2018 has been a crazy year for Bitcoin and crypto so far, with its price fluctuating wildly around the psychological price point of $8,000, and not succeeding in maintaining itself on its higher side. Bitcoin has shed as much as 70% from it’s all-time high of nearly $20,000.
Industry experts claim that the market is correcting itself, and the reason for it can be attributed to the regulatory uncertainty that still persists with regards to cryptocurrencies. Various countries have taken a stand in favour of or against cryptocurrencies, and many of them are still in the process of evaluating cryptocurrencies before declaring their verdict. However, with news of companies like Goldman Sachs considering launching cryptocurrency custody services, and exchanges like Coinbase adding new cryptocurrencies to their custodial services, the ongoing trends point towards the the increasing interest of institutional investors in crypto assets.

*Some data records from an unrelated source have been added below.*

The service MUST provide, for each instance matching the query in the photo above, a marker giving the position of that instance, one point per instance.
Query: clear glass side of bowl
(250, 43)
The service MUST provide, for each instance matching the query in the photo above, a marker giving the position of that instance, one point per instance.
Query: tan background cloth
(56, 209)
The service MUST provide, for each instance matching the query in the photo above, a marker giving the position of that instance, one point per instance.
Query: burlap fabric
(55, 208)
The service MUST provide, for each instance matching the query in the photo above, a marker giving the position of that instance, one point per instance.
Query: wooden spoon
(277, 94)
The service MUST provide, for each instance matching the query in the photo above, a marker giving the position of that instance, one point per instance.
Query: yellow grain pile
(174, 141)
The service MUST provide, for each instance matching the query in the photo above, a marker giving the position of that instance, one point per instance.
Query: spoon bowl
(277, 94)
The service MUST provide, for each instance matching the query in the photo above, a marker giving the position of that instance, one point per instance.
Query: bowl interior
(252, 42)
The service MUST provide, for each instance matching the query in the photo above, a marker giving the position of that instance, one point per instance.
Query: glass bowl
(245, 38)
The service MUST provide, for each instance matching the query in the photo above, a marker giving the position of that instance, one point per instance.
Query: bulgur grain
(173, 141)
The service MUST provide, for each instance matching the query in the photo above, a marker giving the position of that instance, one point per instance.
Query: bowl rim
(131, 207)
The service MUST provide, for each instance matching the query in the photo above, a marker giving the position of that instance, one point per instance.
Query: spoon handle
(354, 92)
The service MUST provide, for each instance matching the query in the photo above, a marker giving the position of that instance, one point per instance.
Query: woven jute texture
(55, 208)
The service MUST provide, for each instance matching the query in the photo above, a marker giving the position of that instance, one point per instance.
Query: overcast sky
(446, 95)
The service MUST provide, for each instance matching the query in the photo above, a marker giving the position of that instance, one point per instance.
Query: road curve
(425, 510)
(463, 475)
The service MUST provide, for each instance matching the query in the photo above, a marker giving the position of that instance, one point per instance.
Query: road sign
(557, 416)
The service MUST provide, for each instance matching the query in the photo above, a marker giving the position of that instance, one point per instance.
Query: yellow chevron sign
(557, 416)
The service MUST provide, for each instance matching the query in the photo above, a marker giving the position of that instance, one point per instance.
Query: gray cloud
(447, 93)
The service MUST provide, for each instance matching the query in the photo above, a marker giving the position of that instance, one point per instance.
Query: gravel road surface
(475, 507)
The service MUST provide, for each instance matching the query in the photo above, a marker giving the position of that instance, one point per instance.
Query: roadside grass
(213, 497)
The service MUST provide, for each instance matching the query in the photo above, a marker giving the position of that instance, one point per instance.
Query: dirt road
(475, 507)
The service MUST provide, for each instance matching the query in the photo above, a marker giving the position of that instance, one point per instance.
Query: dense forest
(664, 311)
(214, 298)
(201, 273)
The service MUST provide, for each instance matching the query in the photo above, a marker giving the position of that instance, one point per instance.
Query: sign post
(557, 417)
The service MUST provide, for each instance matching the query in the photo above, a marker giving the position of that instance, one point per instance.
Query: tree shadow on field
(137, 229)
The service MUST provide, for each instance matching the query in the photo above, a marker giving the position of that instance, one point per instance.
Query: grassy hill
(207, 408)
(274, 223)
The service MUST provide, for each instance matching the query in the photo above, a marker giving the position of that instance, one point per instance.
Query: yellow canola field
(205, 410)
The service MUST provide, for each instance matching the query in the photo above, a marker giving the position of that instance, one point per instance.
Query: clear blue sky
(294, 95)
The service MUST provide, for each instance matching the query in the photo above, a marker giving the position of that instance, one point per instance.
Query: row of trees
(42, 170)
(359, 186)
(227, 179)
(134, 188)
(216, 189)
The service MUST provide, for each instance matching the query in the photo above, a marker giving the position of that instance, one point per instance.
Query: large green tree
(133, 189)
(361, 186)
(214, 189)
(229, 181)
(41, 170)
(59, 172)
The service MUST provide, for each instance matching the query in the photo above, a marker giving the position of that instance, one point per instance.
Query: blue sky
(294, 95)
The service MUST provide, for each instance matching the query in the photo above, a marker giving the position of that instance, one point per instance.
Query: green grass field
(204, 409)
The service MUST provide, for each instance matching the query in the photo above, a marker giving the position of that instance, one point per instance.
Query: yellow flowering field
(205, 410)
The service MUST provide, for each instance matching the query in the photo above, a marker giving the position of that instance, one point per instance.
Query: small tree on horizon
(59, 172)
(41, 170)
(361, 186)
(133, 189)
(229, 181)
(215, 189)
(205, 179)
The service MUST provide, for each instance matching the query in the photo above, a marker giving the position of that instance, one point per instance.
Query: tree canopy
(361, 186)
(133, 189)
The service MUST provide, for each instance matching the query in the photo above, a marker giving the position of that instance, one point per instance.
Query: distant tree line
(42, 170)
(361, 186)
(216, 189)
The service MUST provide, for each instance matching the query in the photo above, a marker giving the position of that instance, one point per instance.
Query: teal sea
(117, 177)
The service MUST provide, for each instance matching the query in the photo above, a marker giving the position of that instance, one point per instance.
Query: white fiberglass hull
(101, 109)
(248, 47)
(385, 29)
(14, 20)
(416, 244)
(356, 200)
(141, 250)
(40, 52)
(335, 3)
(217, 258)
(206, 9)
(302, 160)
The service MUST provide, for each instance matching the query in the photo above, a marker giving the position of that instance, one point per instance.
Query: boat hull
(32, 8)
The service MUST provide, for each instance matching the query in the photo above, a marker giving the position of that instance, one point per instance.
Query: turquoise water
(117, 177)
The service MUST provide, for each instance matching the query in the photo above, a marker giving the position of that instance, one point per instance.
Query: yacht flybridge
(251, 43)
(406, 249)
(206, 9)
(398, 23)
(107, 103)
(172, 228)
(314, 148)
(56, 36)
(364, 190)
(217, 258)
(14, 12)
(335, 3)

Here are 5 reasons why cryptocurrencies are going to be the next big thing for institutional investors.
1. Enhancement of custodial services
Coinbase recently announced that it is considering adding new crypto assets to its custodial services to enable institutional investors to store their cryptocurrency holdings safely. The new additions are likely to have been spurred by a potential demand for custodial services for these cryptocurrencies, which also reveals that institutional investors are looking at cryptocurrencies other than Bitcoin and Ethereum for investment.
Goldman Sachs is also considering offering cryptocurrency custody services which will apparently help overcome the barrier of lack of trusted custodianship for institutional investors. Ledger, the hardware crypto wallet manufacturer, which sold over 1 million hardware company also announced its support for 8 new cryptocurrencies recently.
2. US SEC’s stance on crypto assets
While the US Securities and Exchange Commission has rejected Winklevoss brothers’ Bitcoin ETF, its stance towards cryptocurrencies seems fairly positive. It highlighted that the proposal’s disapproval did not rest on an evaluation of whether bitcoin, or blockchain technology has utility or value as an innovation or investment, but it was owing to the inadequacy of tools for preventing fraud and manipulation with customers.
Kin-Wai Lau, the CEO of Fatfish Internet group recently said in an interview that the world is experiencing a second wave of cryptocurrencies which is being driven by institutional demand, and it just a matter of time before the SEC opens its doors to cryptocurrencies.
3. Regulated crypto ETFs on the cards
After the rejection of Winklevoss brothers’ bitcoin ETF, the US SEC will be looking at 9 ETFs in the next two months and announce its final decision on their status. The SEC highlighted that it is open to the possibility of approving crypto-derivatives in the future. In Europe in the meanwhile, Amsterdam-based speed trader Flow Traders NV announced that it was expanding its trading products to exchange-traded notes (ETNs), which are based on bitcoin and ether.
In Asia, the Singapore-based Huobi exchange had revealed in June that it was creating its own ETF. With all these efforts being made to launch ETFs, the day is not far when the world will see its first regulated crypto ETF.
4. Past performance of cryptocurrencies
It is no secret that the unregulated nature of cryptocurrencies is a double-edged sword. One of its favourable consequences has been the rapid growth is it has witnessed since its inception. Bitcoin, between 2012 and 2016, witnessed a yearly growth of around 106%, which is 6.5 times more than regular tech stocks. In fact, just the last year, Bitcoin saw a growth of 1,318%, with its highest at $19,783 on December 17th, 2017. Ripple was the biggest gainer of 2017 with 36,018% growth. According to Jesse Powell, the CEO of Kraken, the market value of cryptocurrencies will touch 1 trillion this year.
5. Favourable cryptocurrency regulations emerging globally
Many countries are recognising the pressing need to develop a regulatory framework for cryptocurrencies and Initial Coin Offerings (ICOs) to leverage the ongoing transformation which Blockchain is bringing about in the world. In Japan, bitcoin is a legal tender and the country officially recognizes several cryptocurrency exchanges. The country also had a government-backed study group develop guidelines for ICOs, which are being evaluated by Japan’s Financial Services Agency and might become the law in the coming future. In Switzerland, the Swiss Financial Market Supervisory Authority (FINMA) released guidelines for conducting ICOs earlier this year.
Thailand and Philippines have recently launched a regulatory framework for ICOs which dictates that entities seeking to conduct an ICO must file an application and submit the required documents to the respective regulatory bodies of the countries for evaluation. This regulated environment for cryptocurrencies and ICO projects is going to encourage investors to explore the market with confidence.